Why do consumers make certain buying decisions? What motivates them? And how can you influence those decisions?
Enter marketing psychology.
Marketing psychology anticipates buyer behavior by understanding our cognitive biases. What’s a cognitive bias? It’s essentially an error in thinking that occurs when people are processing and interpreting information and affects the decisions and judgments that they make.
So how does this relate to marketing?
A consumer’s decision-making is largely driven by innate biases. As marketers, we can use psychological insights to optimize campaigns, ads, and copy to drive purchase behavior.
Let’s look at a few marketing psychology principles.
Marketing Psychology – Social Proof
What’s social proof? Essentially, it’s doing what other people are doing because other people are doing it. This is a great way to attract new customers.
How can you use social proof in your marketing?
Write copy promoting things like fans, reviews, popularity, and other shoppers looking at/buying your products.
A referral program can get current customers to spread the word about your company.
Marketing Psychology – Scarcity
People place a higher value on items if there is a perceived shortage. This means that consumers are more likely to buy something or pay more for it if they think the product is in short supply.
In your copy you can use phrases like “while supplies last,” “limited time only” and “ends tomorrow” to let customers know they’ll miss out if they don’t act fast.
Marketing Psychology – Loss Aversion
Losing something weighs more on a person’s subconscious than winning something. People will do anything they can to avoid loss.
Loss aversion and scarcity may seem similar, but the focus is different for each.
With scarcity, you are emphasizing that there is a limited supply of an item, but with loss aversion, you’re letting consumers know they might lose something they already have.
You can use free shipping for an order amount over a certain figure and show the customer what they lose in shipping costs if they don’t meet the minimum.
This also works with free trials – show a customer what they’ll lose if they don’t continue after their free trial ends.
Marketing Psychology – Anchoring Bias
Anchoring influences how we view a product by comparing it to something else.
A prime example is discounted prices (crossing out your previous price offering and comparing it with the new one). The original price becomes a reference point (anchor) for the customer, making the deal seem better by comparison.
Marketing Psychology – The Decoy Effect
This practice introduces a third, less attractive option, making a more expensive product seem like a better deal than when there are only two products to choose from.

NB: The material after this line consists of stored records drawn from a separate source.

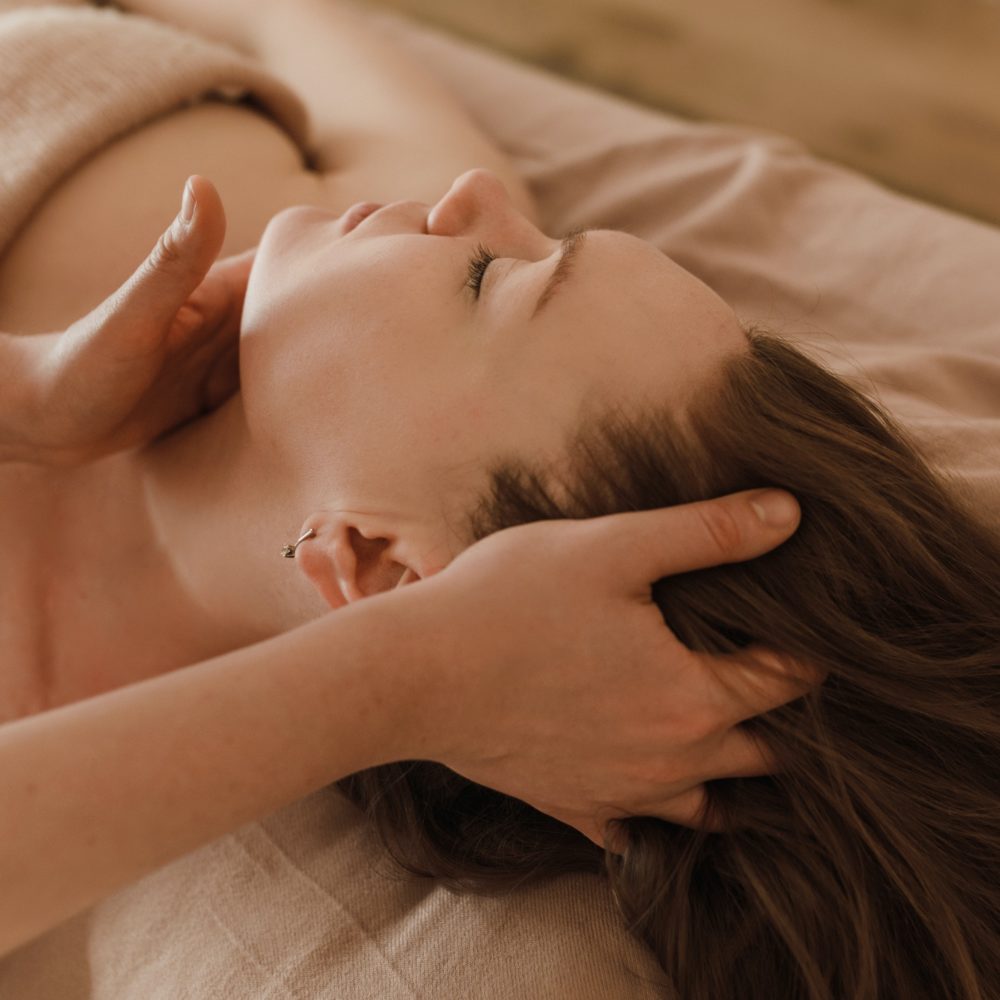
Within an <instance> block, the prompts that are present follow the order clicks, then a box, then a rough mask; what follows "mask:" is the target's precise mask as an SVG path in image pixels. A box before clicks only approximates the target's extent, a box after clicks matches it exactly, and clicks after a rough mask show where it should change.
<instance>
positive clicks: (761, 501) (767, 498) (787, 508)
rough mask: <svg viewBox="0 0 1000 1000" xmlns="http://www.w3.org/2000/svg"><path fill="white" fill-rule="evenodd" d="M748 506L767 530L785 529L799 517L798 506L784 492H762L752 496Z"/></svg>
mask: <svg viewBox="0 0 1000 1000" xmlns="http://www.w3.org/2000/svg"><path fill="white" fill-rule="evenodd" d="M750 506H751V507H753V509H754V511H756V513H757V516H758V517H759V518H760V519H761V521H762V522H763V523H764V524H766V525H767V526H768V527H769V528H786V527H788V525H790V524H791V523H792V522H793V521H794V520H795V519H796V518H797V517H798V516H799V505H798V503H797V502H796V500H795V497H793V496H792V495H791V493H785V492H784V490H763V491H762V492H760V493H757V494H755V495H754V498H753V499H752V500H751V501H750Z"/></svg>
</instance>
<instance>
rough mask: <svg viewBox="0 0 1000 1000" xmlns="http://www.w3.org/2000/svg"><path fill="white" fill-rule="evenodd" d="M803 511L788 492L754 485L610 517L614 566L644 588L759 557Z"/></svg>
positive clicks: (611, 567) (612, 555)
mask: <svg viewBox="0 0 1000 1000" xmlns="http://www.w3.org/2000/svg"><path fill="white" fill-rule="evenodd" d="M800 518H801V510H800V508H799V505H798V503H797V501H796V500H795V498H794V497H793V496H792V495H791V494H790V493H788V492H787V491H785V490H774V489H754V490H743V491H741V492H739V493H731V494H729V495H728V496H723V497H716V498H715V499H712V500H700V501H696V502H694V503H688V504H679V505H677V506H676V507H666V508H661V509H658V510H644V511H630V512H628V513H624V514H611V515H609V516H608V517H607V518H601V520H607V522H608V528H609V529H610V532H609V541H611V542H612V543H613V544H612V546H611V549H610V551H611V553H612V559H613V565H611V566H609V567H608V568H607V569H608V571H609V572H611V573H617V574H618V575H619V577H620V578H621V579H628V580H635V581H641V583H642V587H641V591H642V592H643V593H647V592H648V586H649V583H650V582H651V581H653V580H658V579H660V577H663V576H673V575H675V574H677V573H688V572H690V571H692V570H697V569H707V568H708V567H710V566H718V565H720V564H721V563H731V562H742V561H743V560H745V559H754V558H756V557H757V556H761V555H763V554H764V553H765V552H768V551H770V550H771V549H773V548H775V546H777V545H779V544H781V543H782V542H784V541H786V540H787V539H788V538H789V537H790V536H791V535H792V534H794V532H795V531H796V530H797V529H798V526H799V521H800Z"/></svg>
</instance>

When there are only two options, consumers directly compare the price and quality of the products. Adding a third option changes the customer’s mental picture of the available products and makes it more likely that they will choose the more expensive option.
This works well with bundling – displaying the pricing of the individual elements compared with the better-priced full bundle.
Putting it all together
Applying marketing psychology can help you learn what makes your customers tick – and how that influences what they buy.